Based on the coach’s praise, Bayer signed Adler from his hometown team of VfB Leipzig, and he even stayed in Vollborn’s house when he first arrived in Leverkusen. “I put a lot of effort into René, the kind that none of my sons even got,” Vollborn later joked.
Fabrice, one of Vollborn’s sons, did make the Leverkusen B team as a goalkeeper, before failing to reach the top level. But Adler did go all the way and ended up as Die Werkself’s starter from 2007 to 2011. By that point, Vollborn had progressed to become the first team’s goalkeeping coach, essentially overseeing the first decade of Adler’s career.
Adler moved on to HSV in 2012, at the same time as Vollborn left his position as coach. He was staying with Bayer, though. Of course he was. This time he was taking up a role as fan liaison officer. “While I’m a novice in this field, I have always had a close connection with the fans and will bring my own ideas to the concept of fan work,” he said when he started out in the role. “I’m not going to just be like the uncle who greets people.
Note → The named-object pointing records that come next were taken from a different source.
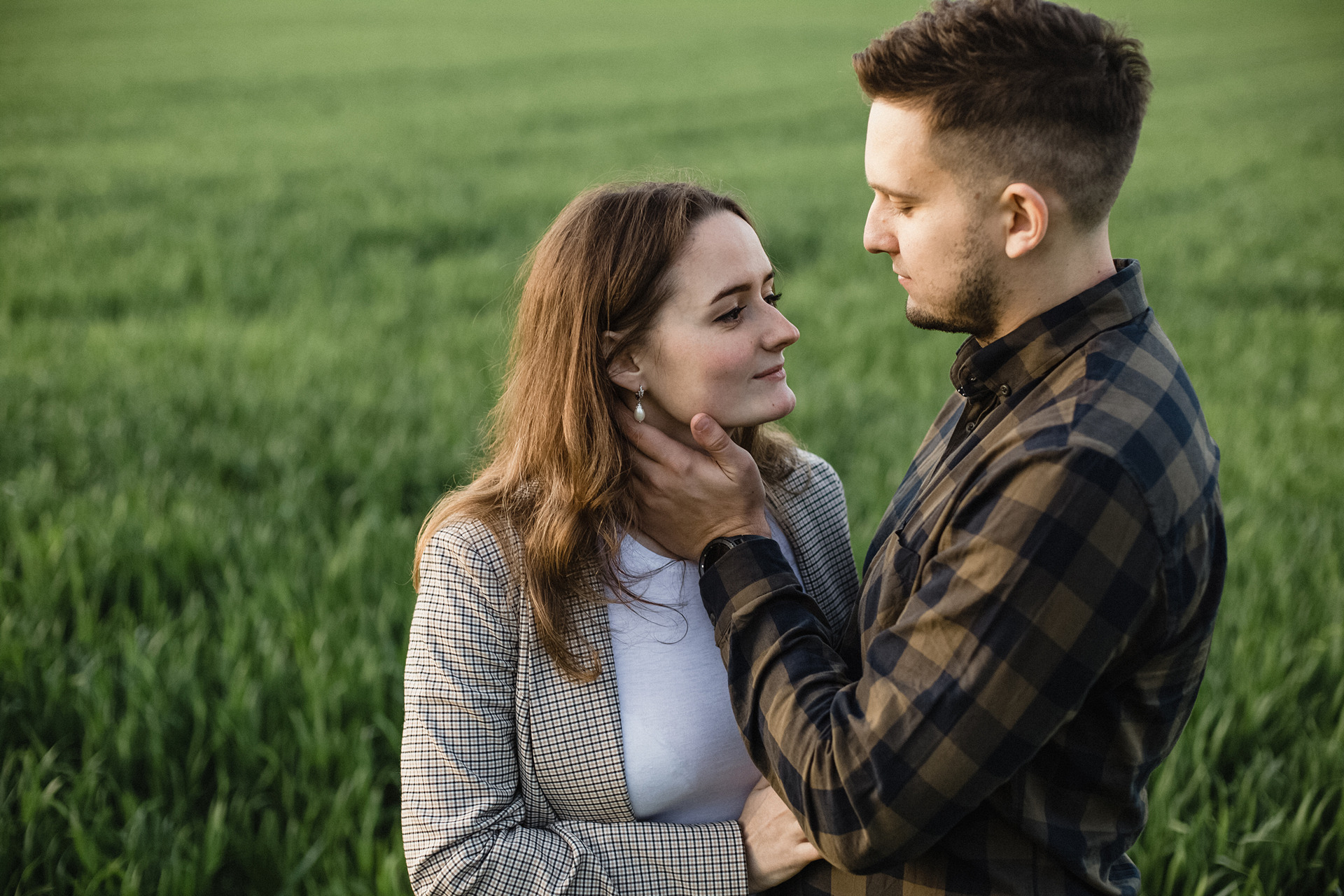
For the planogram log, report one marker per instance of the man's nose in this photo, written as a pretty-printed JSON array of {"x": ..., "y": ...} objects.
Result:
[{"x": 878, "y": 235}]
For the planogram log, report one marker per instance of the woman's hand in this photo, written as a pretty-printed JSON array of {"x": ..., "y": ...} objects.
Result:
[{"x": 772, "y": 839}]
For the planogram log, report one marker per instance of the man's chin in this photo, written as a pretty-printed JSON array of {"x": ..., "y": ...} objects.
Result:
[{"x": 923, "y": 318}]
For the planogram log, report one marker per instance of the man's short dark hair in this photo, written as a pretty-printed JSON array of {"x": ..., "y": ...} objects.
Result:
[{"x": 1035, "y": 90}]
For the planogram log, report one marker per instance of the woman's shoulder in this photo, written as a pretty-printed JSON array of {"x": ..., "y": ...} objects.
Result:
[
  {"x": 468, "y": 555},
  {"x": 811, "y": 476}
]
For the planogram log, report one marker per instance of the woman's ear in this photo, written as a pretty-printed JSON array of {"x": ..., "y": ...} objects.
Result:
[{"x": 624, "y": 368}]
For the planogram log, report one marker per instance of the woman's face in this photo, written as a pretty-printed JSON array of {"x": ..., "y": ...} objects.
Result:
[{"x": 717, "y": 346}]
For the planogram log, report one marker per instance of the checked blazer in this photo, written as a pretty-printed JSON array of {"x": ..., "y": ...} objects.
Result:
[
  {"x": 1035, "y": 617},
  {"x": 512, "y": 776}
]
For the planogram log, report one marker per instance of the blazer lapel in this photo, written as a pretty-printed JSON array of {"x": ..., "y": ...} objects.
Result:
[{"x": 578, "y": 752}]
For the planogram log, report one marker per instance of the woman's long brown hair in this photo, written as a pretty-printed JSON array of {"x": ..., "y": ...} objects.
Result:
[{"x": 558, "y": 468}]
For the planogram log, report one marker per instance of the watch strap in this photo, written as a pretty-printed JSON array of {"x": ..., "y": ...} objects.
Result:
[{"x": 715, "y": 550}]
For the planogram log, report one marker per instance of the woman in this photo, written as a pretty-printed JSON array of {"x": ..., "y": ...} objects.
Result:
[{"x": 568, "y": 720}]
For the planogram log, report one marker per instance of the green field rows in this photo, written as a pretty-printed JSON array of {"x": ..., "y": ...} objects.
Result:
[{"x": 255, "y": 276}]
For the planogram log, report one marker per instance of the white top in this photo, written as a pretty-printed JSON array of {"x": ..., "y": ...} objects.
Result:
[{"x": 685, "y": 760}]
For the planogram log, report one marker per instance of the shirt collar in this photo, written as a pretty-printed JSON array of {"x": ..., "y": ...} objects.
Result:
[{"x": 1031, "y": 351}]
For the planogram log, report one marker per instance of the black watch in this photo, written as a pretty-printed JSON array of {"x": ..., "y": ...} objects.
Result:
[{"x": 718, "y": 547}]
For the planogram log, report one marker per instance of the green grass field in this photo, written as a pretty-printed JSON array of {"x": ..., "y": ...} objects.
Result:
[{"x": 255, "y": 274}]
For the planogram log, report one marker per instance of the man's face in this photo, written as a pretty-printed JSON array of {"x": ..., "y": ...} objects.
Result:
[{"x": 939, "y": 237}]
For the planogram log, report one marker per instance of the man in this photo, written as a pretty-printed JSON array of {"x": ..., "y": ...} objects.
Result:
[{"x": 1038, "y": 602}]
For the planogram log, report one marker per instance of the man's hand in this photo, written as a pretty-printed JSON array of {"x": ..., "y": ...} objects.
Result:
[{"x": 686, "y": 498}]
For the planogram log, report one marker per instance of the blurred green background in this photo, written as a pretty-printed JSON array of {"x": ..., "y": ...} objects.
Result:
[{"x": 255, "y": 277}]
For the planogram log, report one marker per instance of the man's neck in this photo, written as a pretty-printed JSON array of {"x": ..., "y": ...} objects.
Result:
[{"x": 1040, "y": 284}]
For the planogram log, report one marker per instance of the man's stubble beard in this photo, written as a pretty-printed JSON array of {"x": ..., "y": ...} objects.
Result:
[{"x": 974, "y": 304}]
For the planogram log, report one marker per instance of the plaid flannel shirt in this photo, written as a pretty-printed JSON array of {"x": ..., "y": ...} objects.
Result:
[{"x": 1034, "y": 622}]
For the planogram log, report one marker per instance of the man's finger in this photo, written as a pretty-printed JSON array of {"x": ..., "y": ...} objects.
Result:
[
  {"x": 708, "y": 434},
  {"x": 650, "y": 441}
]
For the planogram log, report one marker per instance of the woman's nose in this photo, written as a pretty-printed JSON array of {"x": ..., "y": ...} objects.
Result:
[{"x": 781, "y": 333}]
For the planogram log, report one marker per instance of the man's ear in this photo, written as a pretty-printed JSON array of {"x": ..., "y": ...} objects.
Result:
[
  {"x": 624, "y": 368},
  {"x": 1026, "y": 216}
]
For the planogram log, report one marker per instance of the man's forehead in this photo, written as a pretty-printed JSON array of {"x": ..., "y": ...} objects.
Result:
[{"x": 897, "y": 152}]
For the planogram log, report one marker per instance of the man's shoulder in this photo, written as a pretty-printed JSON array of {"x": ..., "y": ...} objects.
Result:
[{"x": 1126, "y": 396}]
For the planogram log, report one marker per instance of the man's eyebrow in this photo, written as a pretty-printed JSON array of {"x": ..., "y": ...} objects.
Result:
[
  {"x": 739, "y": 288},
  {"x": 894, "y": 194}
]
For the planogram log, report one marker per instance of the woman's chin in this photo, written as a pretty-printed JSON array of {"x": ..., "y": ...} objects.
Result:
[{"x": 776, "y": 410}]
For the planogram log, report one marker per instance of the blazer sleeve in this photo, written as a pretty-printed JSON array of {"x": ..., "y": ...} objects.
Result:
[{"x": 464, "y": 821}]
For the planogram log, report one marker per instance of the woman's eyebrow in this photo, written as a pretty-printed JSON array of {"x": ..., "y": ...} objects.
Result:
[{"x": 739, "y": 288}]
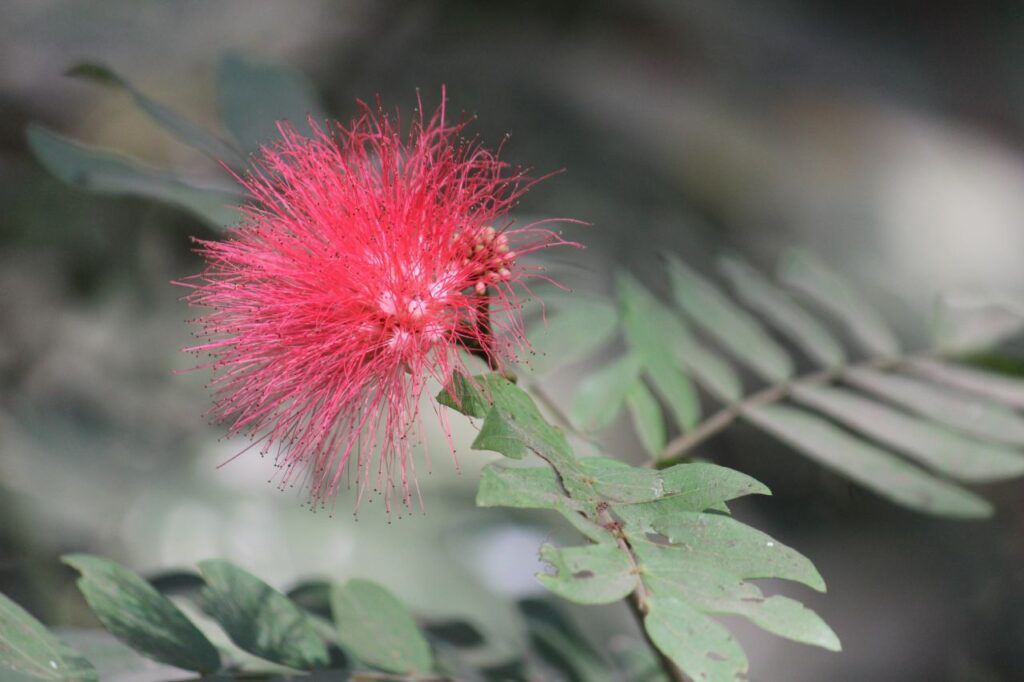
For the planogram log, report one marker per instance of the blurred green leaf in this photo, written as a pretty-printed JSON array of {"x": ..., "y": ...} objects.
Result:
[
  {"x": 709, "y": 368},
  {"x": 731, "y": 326},
  {"x": 194, "y": 135},
  {"x": 776, "y": 306},
  {"x": 104, "y": 172},
  {"x": 577, "y": 329},
  {"x": 875, "y": 468},
  {"x": 806, "y": 273},
  {"x": 258, "y": 619},
  {"x": 989, "y": 385},
  {"x": 378, "y": 629},
  {"x": 600, "y": 396},
  {"x": 134, "y": 612},
  {"x": 945, "y": 451},
  {"x": 254, "y": 97},
  {"x": 640, "y": 312},
  {"x": 701, "y": 647},
  {"x": 589, "y": 574},
  {"x": 29, "y": 651},
  {"x": 646, "y": 414}
]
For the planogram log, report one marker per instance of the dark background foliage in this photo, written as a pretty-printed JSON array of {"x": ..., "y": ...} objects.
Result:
[{"x": 886, "y": 136}]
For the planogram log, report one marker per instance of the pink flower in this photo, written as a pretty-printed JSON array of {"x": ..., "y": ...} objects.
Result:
[{"x": 366, "y": 261}]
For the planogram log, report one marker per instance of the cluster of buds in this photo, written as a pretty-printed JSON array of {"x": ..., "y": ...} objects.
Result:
[{"x": 492, "y": 258}]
Like everyone else in the fan liaison office, I’ll be starting at 9:00am every day and doing the full job.”
It ended up being even more than that, as the retired goalkeeper launched a series of projects that have helped differentiate Die Werkself as a unique club when it comes to the initiatives organised for their supporters. Over the years since accepting this role, Vollborn has also spent time commentating and appearing as a pundit on the club’s official radio station and media channels, and he has spent hours and hours ensuring that the Die Werkself’s historical archives are as accurate as possible.
Most colourfully, Vollborn has also played a key role in the Schwadbus project. The Schwadbus is a classic double-decker London bus that is, of course, decked out in red and with the Leverkusen badge on the front and sides. The bus is a little bit of everything. It’s part museum, part meeting point, part stage, part tour bus. It can be rented out and used for various occasions; for weddings, birthdays, retirements. Even for hen parties.
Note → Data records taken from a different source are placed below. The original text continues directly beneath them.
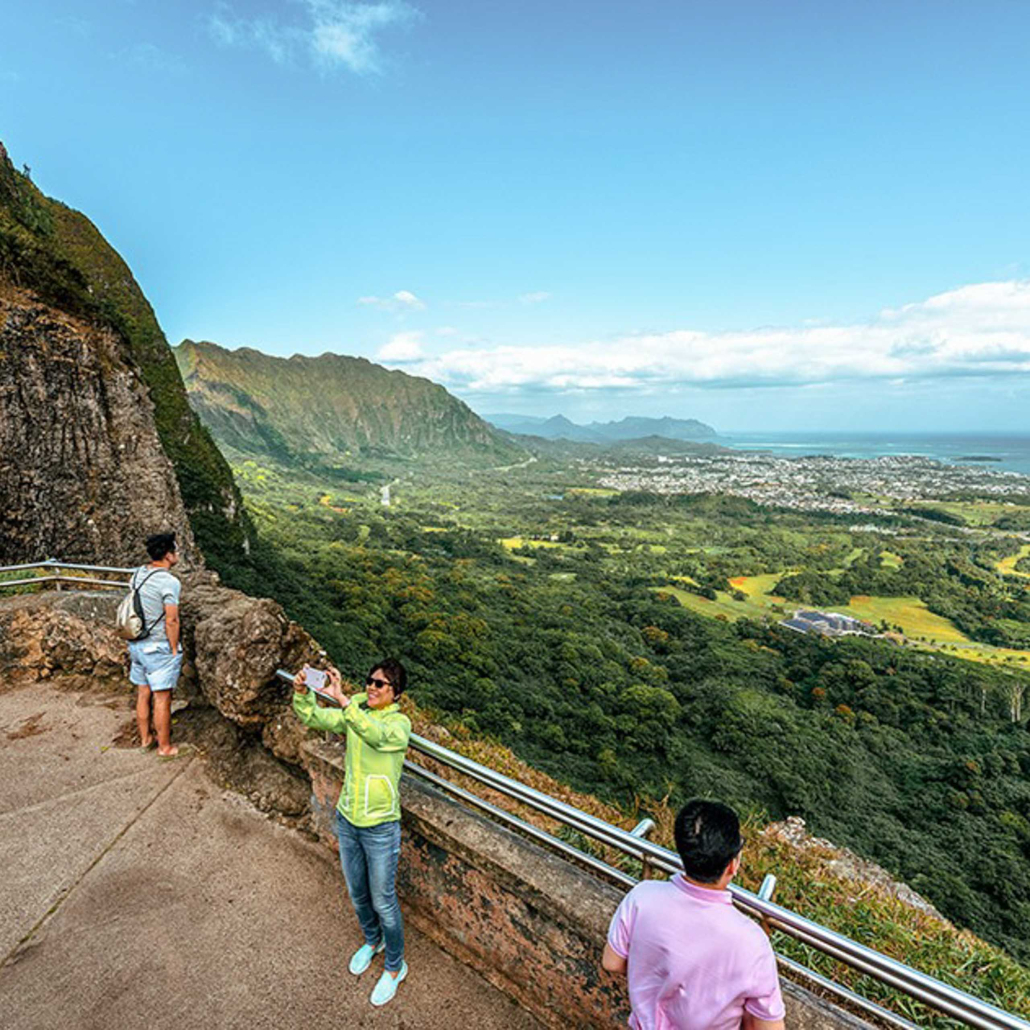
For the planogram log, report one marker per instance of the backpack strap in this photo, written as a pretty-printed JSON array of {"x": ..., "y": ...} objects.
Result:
[{"x": 147, "y": 629}]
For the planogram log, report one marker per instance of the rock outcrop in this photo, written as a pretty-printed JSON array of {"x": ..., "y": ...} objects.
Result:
[
  {"x": 842, "y": 862},
  {"x": 82, "y": 472},
  {"x": 98, "y": 444},
  {"x": 236, "y": 709}
]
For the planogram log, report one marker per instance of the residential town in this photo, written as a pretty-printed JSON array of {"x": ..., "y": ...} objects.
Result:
[{"x": 811, "y": 483}]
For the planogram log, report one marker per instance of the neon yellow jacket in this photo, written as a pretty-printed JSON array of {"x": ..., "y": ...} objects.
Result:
[{"x": 376, "y": 743}]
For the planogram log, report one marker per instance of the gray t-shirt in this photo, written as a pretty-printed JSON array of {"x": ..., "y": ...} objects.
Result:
[{"x": 160, "y": 588}]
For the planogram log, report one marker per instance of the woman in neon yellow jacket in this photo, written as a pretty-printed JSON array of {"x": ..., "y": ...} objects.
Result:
[{"x": 368, "y": 814}]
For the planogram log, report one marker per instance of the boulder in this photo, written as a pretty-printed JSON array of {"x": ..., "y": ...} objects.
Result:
[
  {"x": 68, "y": 636},
  {"x": 236, "y": 644}
]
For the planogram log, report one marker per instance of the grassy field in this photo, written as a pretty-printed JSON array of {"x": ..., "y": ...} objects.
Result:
[
  {"x": 1007, "y": 565},
  {"x": 976, "y": 513},
  {"x": 911, "y": 614},
  {"x": 920, "y": 626},
  {"x": 723, "y": 607},
  {"x": 590, "y": 491},
  {"x": 513, "y": 543}
]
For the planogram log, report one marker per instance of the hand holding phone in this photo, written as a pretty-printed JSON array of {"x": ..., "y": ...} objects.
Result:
[{"x": 314, "y": 678}]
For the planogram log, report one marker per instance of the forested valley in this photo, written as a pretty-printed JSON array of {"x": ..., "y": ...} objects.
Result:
[{"x": 629, "y": 644}]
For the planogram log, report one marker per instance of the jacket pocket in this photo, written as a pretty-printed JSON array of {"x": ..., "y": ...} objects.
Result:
[{"x": 379, "y": 796}]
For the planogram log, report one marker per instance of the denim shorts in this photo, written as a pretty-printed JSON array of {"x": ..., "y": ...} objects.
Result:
[{"x": 153, "y": 664}]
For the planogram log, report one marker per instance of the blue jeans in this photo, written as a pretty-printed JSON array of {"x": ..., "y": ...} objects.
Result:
[{"x": 368, "y": 855}]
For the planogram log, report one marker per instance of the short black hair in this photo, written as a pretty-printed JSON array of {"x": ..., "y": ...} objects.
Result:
[
  {"x": 708, "y": 837},
  {"x": 393, "y": 672},
  {"x": 160, "y": 544}
]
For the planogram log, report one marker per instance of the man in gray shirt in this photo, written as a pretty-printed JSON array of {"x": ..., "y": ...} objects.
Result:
[{"x": 157, "y": 657}]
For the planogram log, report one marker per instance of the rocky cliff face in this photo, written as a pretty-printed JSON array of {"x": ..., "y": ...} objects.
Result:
[
  {"x": 98, "y": 444},
  {"x": 82, "y": 473},
  {"x": 229, "y": 701}
]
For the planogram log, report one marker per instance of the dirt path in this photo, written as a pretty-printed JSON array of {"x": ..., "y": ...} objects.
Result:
[{"x": 138, "y": 894}]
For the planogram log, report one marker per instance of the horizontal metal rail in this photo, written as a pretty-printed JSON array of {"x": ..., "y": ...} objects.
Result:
[
  {"x": 950, "y": 1000},
  {"x": 77, "y": 580},
  {"x": 55, "y": 563}
]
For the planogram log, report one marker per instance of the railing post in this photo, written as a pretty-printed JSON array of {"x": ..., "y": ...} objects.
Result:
[
  {"x": 765, "y": 893},
  {"x": 641, "y": 830}
]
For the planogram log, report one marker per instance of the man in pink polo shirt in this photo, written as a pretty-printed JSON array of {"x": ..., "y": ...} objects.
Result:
[{"x": 692, "y": 961}]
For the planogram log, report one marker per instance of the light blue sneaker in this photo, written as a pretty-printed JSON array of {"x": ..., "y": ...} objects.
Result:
[
  {"x": 386, "y": 988},
  {"x": 362, "y": 959}
]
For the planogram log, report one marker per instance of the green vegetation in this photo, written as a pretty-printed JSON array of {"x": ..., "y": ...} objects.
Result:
[
  {"x": 333, "y": 413},
  {"x": 595, "y": 657}
]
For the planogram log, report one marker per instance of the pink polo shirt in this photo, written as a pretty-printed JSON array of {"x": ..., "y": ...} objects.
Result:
[{"x": 693, "y": 962}]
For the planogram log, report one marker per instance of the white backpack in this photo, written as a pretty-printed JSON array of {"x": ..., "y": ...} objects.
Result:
[{"x": 130, "y": 622}]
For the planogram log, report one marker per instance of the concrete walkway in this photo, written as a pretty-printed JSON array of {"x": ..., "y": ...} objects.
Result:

Most often, it is used to give history tours, titled Auf den Spuren unserer Vergangenheit (In the footsteps of our past). As the man who knows the club better than anyone, Vollborn drives the bus and leads these tours to this day.
From having his hands on the ball to having his hands on the wheel, Rüdiger Vollborn really has done it all at Die Werkself. If he were a stick of Blackpool rock, he’d have the club’s name running through it. He has taken the one-club man concept and supercharged it. Rüdiger Vollborn really is Mr. Bayer 04 Leverkusen.